A Kherson, un homme enlève une bannière de la période d'occupation russe sur laquelle il est écrit: «Les Russes et les Ukrainiens sont un seul peuple, un tout».

AFP

A Kherson fraîchement libérée dans le Sud de l’Ukraine, les habitants redoutent la colère russe. Le retrait russe de Kherson, dont Moscou espérait faire sa base dans le Sud de l’Ukraine occupé, a rebattu les cartes dans cette guerre qui dure depuis près de neuf mois. L’importance de cette ville pour le Kremlin, en raison de sa situation-clef pour relier la Crimée annexée par la Russie depuis 2014 et le port ukrainien d’Odessa à l’ouest, lui a épargné la destruction. 

Sa reprise par les forces ukrainiennes au troisième mois d’une large contre-offensive entrave les projets de Moscou pour s’assurer la maîtrise de la côte ukrainienne sur la mer Noire. Kherson se trouve aujourd’hui sous les tirs en raison d’une poussée ukrainienne vers l’est dans la région éponyme, voire peut être vers la Crimée. Le danger risque de perdurer. «La Russie a le plus à gagner d’une pause et c’est pourquoi l’Ukraine est incitée à continuer sa poussée», estime Rob Lee du Foreign Policy Research Institute américain.

«Kherson fait maintenant partie du front»

Les échos des échanges d’artillerie résonnent dans la cathédrale vide où un prêtre orthodoxe marie un couple modestement vêtu. Andriï Krivov, 49 ans, soudeur de son métier, épouse enfin Natalia, l’infirmière avec laquelle il vit depuis de longues années et a eu trois enfants. Ils s’inclinent devant le pope, avec en bruit de fond les détonations des frappes ukrainiennes. Les forces russes ripostent depuis la rive gauche (orientale) du Dniepr tout proche où elles se sont repliées dans les jours précédant le 11 novembre.

«Nous pourrions mourir demain», s’effraie Andriï Krivov, à peu près certain que les Russes vont prochainement frapper la ville elle-même. «Kherson fait maintenant partie du front. Et quand ils vont commencer à bombarder, nous voulons paraître devant Dieu en étant mariés».

Prorusses discrets

«Il y a de très fortes chances qu’ils commencent à nous bombarder maintenant», assure Abdriï Krivov, main dans la main avec Natalia.
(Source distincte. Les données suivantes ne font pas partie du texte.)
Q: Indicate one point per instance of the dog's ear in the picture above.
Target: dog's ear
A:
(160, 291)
Lydia Belova, elle, se dit prête à endurer de nouvelles souffrances: «La liberté c’est toujours le plus important»,  lance celle qui a passé huit mois et demi à regarder les soldats russes piller les magasins et pourchasser ceux qui refusaient leur autorité.

Le Sud, largement ukrainophone, doit faire face aux forces russes pour la première fois. La directrice de l’hôpital de Kherson, la docteure Irina Starodoumova, a pu observer les divisions au sein de son personnel s’accroître durant l’invasion. La moitié est partie avant l’annexion russe de la région de Kherson. Parmi ceux restés, certains semblaient prêts à accepter l’autorité russe, explique-t-elle.

«Je n’avais jamais soupçonné durant mes 42 années passées ici que je travaillais avec des gens dont les idées différaient de celles que nous partagions tous», observe-t-elle. «Les (prorusses) venaient, faisaient leur boulot et gardaient leurs idées pour chez eux».

«Une armée de voleurs»

La cathédrale Sainte-Catherine abritait les restes du prince Grigori Potemkine, ministre de Catherine II, impératrice russe du XVIIIe siècle. Kherson honore Potemkine comme son fondateur. Le protodiacre Andriï Krivov était fier de conserver ses restes dans la crypte. Ils n’y sont plus. «Les Russes sont venus avec leurs fusils et les ont emportés il y a environ deux semaines», explique le religieux. «Nous avons eu deux guerres mondiales, les nazis et les communistes sans Dieu, et personne ne les avait touchés».

Les Russes sont également partis avec la statue monumentale de Potemkine et d’autres œuvres de Kherson. «Je suppose qu’ils voulaient emporter chez eux leur héritage», ironise le protodiacre. «Cela montre simplement qu’ils ne sont rien qu’une armée de voleurs».